Call me the Rube Goldberg of the dating scene, if you will. On the way back from one of those 'treats', which I gave to Raghav and Hema as well this time (smokescreen tactics, my dear Watson), Raghav and I were walking together, some distance behind Hema and Sandhya, and he commented on how he was able to wangle more treats out of me these days due to my arguments with Sandhya. And I replied that that was the object of the exercise. He didn't get it for a moment, then his face lit up with a look of admiration that only a guy could give another. "Brilliant, machi," he said. I grinned back.
Hema didn't react the same way, though, when she met me for lunch the next day.
"You're an idiot, you know that?"
"It's been said before," I commented dryly. "See," she explained, in the sort of tone a kindergarten teacher would use, "if you want to ask her out, the simplest way to do it is to ask her out. Just say something like, 'Would you like to go out for a cup of coffee or something?' That's all it takes. Why go the Wile E. Coyote route? If you want to take the relationship forward, what's the point in trying to do it without her realizing it?" I could see her point, but I was still a bit apprehensive. She sensed that, I think, and decided to let me work myself up to it. Only, I didn't have to.

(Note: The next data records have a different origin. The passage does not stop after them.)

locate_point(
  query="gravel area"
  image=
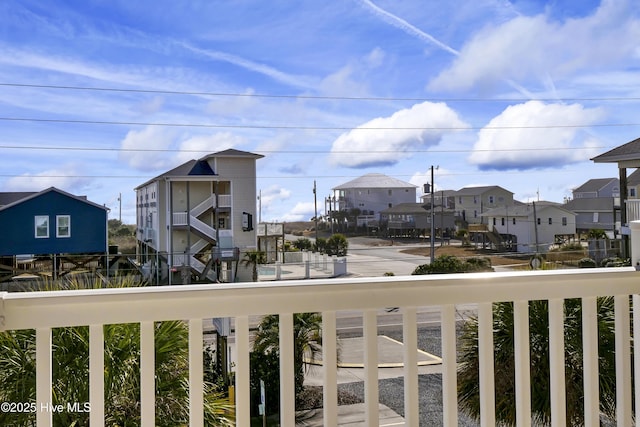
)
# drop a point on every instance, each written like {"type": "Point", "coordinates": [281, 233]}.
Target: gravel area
{"type": "Point", "coordinates": [391, 393]}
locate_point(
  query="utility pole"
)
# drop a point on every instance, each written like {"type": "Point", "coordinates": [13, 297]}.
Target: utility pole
{"type": "Point", "coordinates": [260, 207]}
{"type": "Point", "coordinates": [315, 204]}
{"type": "Point", "coordinates": [433, 242]}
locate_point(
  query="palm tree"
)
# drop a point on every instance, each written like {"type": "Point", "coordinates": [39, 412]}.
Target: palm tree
{"type": "Point", "coordinates": [468, 374]}
{"type": "Point", "coordinates": [121, 376]}
{"type": "Point", "coordinates": [307, 328]}
{"type": "Point", "coordinates": [252, 259]}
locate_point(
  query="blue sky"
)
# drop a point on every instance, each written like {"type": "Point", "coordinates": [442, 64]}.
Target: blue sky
{"type": "Point", "coordinates": [519, 94]}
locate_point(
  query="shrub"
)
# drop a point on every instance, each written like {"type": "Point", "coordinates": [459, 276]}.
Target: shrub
{"type": "Point", "coordinates": [303, 244]}
{"type": "Point", "coordinates": [337, 245]}
{"type": "Point", "coordinates": [478, 264]}
{"type": "Point", "coordinates": [320, 245]}
{"type": "Point", "coordinates": [447, 264]}
{"type": "Point", "coordinates": [613, 262]}
{"type": "Point", "coordinates": [121, 367]}
{"type": "Point", "coordinates": [586, 263]}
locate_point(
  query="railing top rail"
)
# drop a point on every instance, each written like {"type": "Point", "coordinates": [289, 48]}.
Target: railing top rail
{"type": "Point", "coordinates": [122, 305]}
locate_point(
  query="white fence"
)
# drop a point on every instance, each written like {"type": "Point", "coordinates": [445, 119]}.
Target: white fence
{"type": "Point", "coordinates": [43, 311]}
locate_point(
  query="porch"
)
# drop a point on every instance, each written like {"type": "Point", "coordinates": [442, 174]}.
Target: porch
{"type": "Point", "coordinates": [44, 311]}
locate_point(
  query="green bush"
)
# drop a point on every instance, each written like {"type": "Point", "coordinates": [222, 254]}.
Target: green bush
{"type": "Point", "coordinates": [70, 363]}
{"type": "Point", "coordinates": [303, 244]}
{"type": "Point", "coordinates": [586, 263]}
{"type": "Point", "coordinates": [612, 262]}
{"type": "Point", "coordinates": [447, 264]}
{"type": "Point", "coordinates": [320, 245]}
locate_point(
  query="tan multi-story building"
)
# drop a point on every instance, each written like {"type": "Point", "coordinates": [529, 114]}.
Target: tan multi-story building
{"type": "Point", "coordinates": [195, 221]}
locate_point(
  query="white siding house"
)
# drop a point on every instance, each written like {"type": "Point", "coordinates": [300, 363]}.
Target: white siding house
{"type": "Point", "coordinates": [472, 202]}
{"type": "Point", "coordinates": [373, 193]}
{"type": "Point", "coordinates": [534, 227]}
{"type": "Point", "coordinates": [198, 218]}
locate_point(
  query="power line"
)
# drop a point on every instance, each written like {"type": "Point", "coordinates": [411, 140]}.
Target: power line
{"type": "Point", "coordinates": [318, 97]}
{"type": "Point", "coordinates": [177, 150]}
{"type": "Point", "coordinates": [298, 127]}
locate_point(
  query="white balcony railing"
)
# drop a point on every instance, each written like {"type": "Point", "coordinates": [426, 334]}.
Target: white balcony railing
{"type": "Point", "coordinates": [43, 311]}
{"type": "Point", "coordinates": [633, 209]}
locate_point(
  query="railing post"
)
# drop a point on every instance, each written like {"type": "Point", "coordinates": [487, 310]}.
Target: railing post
{"type": "Point", "coordinates": [287, 373]}
{"type": "Point", "coordinates": [486, 362]}
{"type": "Point", "coordinates": [44, 373]}
{"type": "Point", "coordinates": [624, 411]}
{"type": "Point", "coordinates": [449, 366]}
{"type": "Point", "coordinates": [371, 395]}
{"type": "Point", "coordinates": [556, 363]}
{"type": "Point", "coordinates": [96, 375]}
{"type": "Point", "coordinates": [147, 375]}
{"type": "Point", "coordinates": [330, 369]}
{"type": "Point", "coordinates": [243, 393]}
{"type": "Point", "coordinates": [196, 373]}
{"type": "Point", "coordinates": [634, 227]}
{"type": "Point", "coordinates": [522, 362]}
{"type": "Point", "coordinates": [590, 362]}
{"type": "Point", "coordinates": [410, 338]}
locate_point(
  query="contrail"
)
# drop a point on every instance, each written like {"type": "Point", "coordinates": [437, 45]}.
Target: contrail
{"type": "Point", "coordinates": [405, 26]}
{"type": "Point", "coordinates": [250, 65]}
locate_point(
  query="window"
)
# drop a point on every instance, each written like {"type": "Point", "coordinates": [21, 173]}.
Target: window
{"type": "Point", "coordinates": [63, 226]}
{"type": "Point", "coordinates": [42, 226]}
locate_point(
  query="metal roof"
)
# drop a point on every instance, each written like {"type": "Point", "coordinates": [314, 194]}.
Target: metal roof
{"type": "Point", "coordinates": [374, 180]}
{"type": "Point", "coordinates": [57, 190]}
{"type": "Point", "coordinates": [628, 151]}
{"type": "Point", "coordinates": [595, 184]}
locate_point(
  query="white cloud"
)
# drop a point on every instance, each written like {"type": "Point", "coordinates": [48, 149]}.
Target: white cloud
{"type": "Point", "coordinates": [532, 140]}
{"type": "Point", "coordinates": [302, 211]}
{"type": "Point", "coordinates": [67, 178]}
{"type": "Point", "coordinates": [155, 140]}
{"type": "Point", "coordinates": [421, 178]}
{"type": "Point", "coordinates": [530, 47]}
{"type": "Point", "coordinates": [393, 138]}
{"type": "Point", "coordinates": [201, 145]}
{"type": "Point", "coordinates": [273, 196]}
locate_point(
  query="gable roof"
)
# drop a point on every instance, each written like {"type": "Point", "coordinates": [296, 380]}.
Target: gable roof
{"type": "Point", "coordinates": [634, 178]}
{"type": "Point", "coordinates": [374, 180]}
{"type": "Point", "coordinates": [594, 185]}
{"type": "Point", "coordinates": [233, 153]}
{"type": "Point", "coordinates": [525, 210]}
{"type": "Point", "coordinates": [200, 167]}
{"type": "Point", "coordinates": [476, 191]}
{"type": "Point", "coordinates": [10, 197]}
{"type": "Point", "coordinates": [628, 151]}
{"type": "Point", "coordinates": [50, 189]}
{"type": "Point", "coordinates": [599, 204]}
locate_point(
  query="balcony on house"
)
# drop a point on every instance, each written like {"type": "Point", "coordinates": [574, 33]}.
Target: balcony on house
{"type": "Point", "coordinates": [43, 311]}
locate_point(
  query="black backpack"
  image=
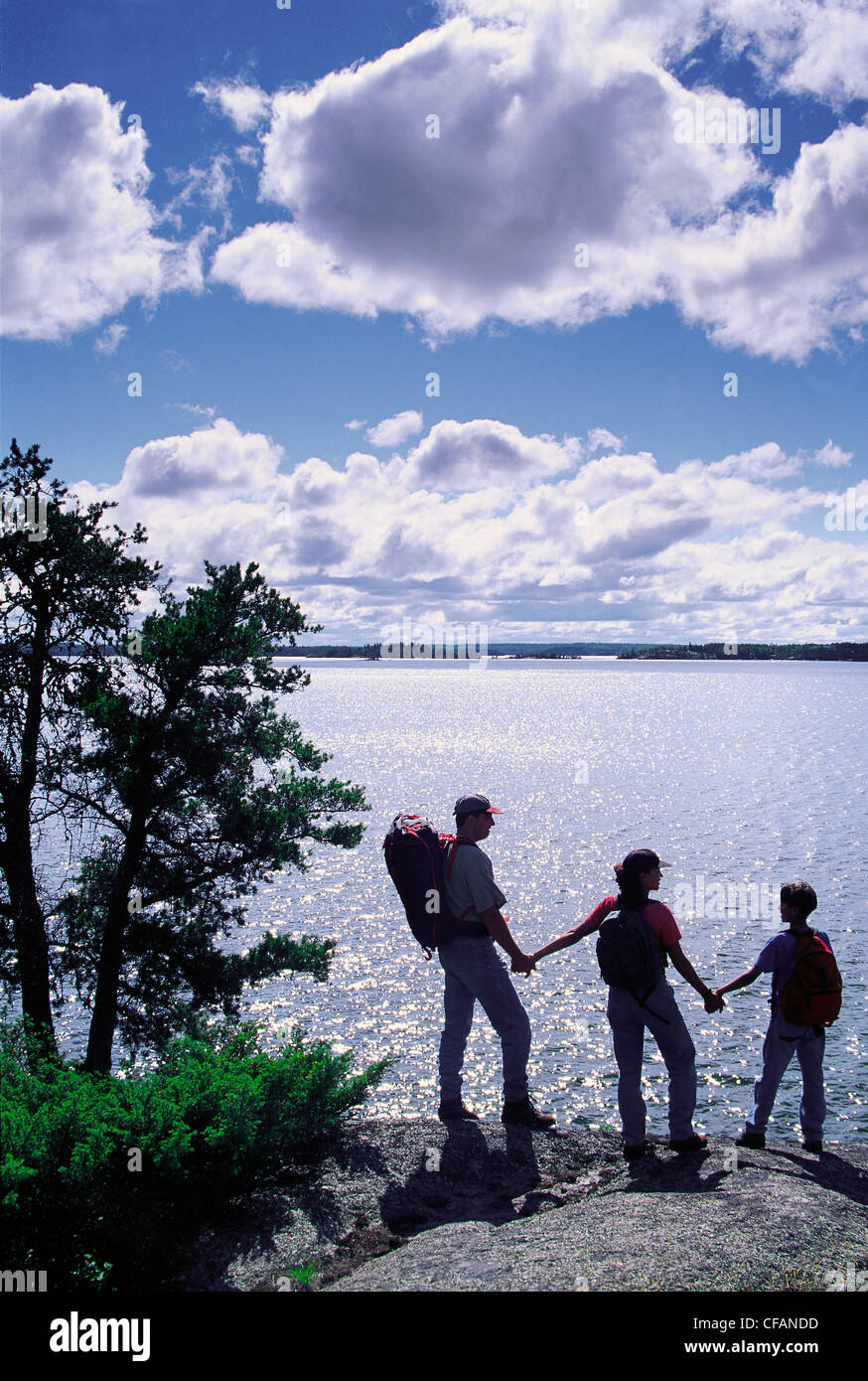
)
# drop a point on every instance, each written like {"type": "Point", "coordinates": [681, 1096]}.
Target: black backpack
{"type": "Point", "coordinates": [415, 856]}
{"type": "Point", "coordinates": [628, 955]}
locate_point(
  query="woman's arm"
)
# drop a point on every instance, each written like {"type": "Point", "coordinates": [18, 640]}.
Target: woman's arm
{"type": "Point", "coordinates": [588, 925]}
{"type": "Point", "coordinates": [748, 977]}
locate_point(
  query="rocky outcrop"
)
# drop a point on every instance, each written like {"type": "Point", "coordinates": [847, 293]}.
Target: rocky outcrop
{"type": "Point", "coordinates": [400, 1206]}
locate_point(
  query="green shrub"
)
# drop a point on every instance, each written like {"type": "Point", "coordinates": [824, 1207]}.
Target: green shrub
{"type": "Point", "coordinates": [216, 1119]}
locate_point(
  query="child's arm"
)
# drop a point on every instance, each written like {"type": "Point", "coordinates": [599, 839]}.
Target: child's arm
{"type": "Point", "coordinates": [689, 973]}
{"type": "Point", "coordinates": [748, 977]}
{"type": "Point", "coordinates": [588, 925]}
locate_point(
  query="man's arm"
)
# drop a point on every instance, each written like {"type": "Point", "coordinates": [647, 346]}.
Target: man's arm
{"type": "Point", "coordinates": [712, 1000]}
{"type": "Point", "coordinates": [748, 977]}
{"type": "Point", "coordinates": [499, 927]}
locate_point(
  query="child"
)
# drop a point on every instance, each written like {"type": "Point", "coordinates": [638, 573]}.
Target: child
{"type": "Point", "coordinates": [779, 959]}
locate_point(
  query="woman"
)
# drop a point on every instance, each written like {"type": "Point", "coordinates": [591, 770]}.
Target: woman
{"type": "Point", "coordinates": [630, 1011]}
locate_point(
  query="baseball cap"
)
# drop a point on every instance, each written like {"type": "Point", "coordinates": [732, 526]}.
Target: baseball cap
{"type": "Point", "coordinates": [474, 804]}
{"type": "Point", "coordinates": [644, 860]}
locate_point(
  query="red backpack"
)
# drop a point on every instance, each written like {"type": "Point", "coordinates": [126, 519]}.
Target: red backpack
{"type": "Point", "coordinates": [811, 995]}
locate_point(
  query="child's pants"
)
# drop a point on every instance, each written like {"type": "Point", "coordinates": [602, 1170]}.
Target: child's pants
{"type": "Point", "coordinates": [782, 1038]}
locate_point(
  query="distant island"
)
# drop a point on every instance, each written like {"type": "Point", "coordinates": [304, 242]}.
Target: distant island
{"type": "Point", "coordinates": [626, 651]}
{"type": "Point", "coordinates": [755, 652]}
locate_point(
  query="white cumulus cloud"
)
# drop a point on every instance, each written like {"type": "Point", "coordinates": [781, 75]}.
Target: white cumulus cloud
{"type": "Point", "coordinates": [392, 431]}
{"type": "Point", "coordinates": [77, 239]}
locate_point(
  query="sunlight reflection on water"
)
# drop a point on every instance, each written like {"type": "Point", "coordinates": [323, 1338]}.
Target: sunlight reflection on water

The next evening, Sandhya told us that she had gotten promoted, and was going to the US for eight months on a project. We congratulated her -- she seemed all excited about going, took the entire gang out to dinner etc. And all the while, I sat there smiling, with a cold feeling in the pit of my stomach. And she didn't help matters any by telling us that she wouldn't mind switching jobs while she was there, if a good offer came along.


I thought long and hard over the next three weeks about having some sort of conversation with her about our relationship. I had a heart-to-heart with Hema and she advised me to go ahead. Eventually, I decided against it: no point in complicating her life just before she left, I told myself. I actually cried a bit when she left. Nobody else knows that. went back to being a slightly moody (or so they say), cynical creature who looked bored most of the time. I think it would've worked as well as it used to, had I not thought of it as a form of refuge from reality. I did spend a considerable amount of time with Hema, though -- it was like she was a link to the guy I was until recently. We rarely talked about Sandhya -- that was something we carefully sidestepped. Looking back, I wonder how she managed to keep quiet about it. It was quite unlike her, but at that point, I didn't dwell upon that singularity.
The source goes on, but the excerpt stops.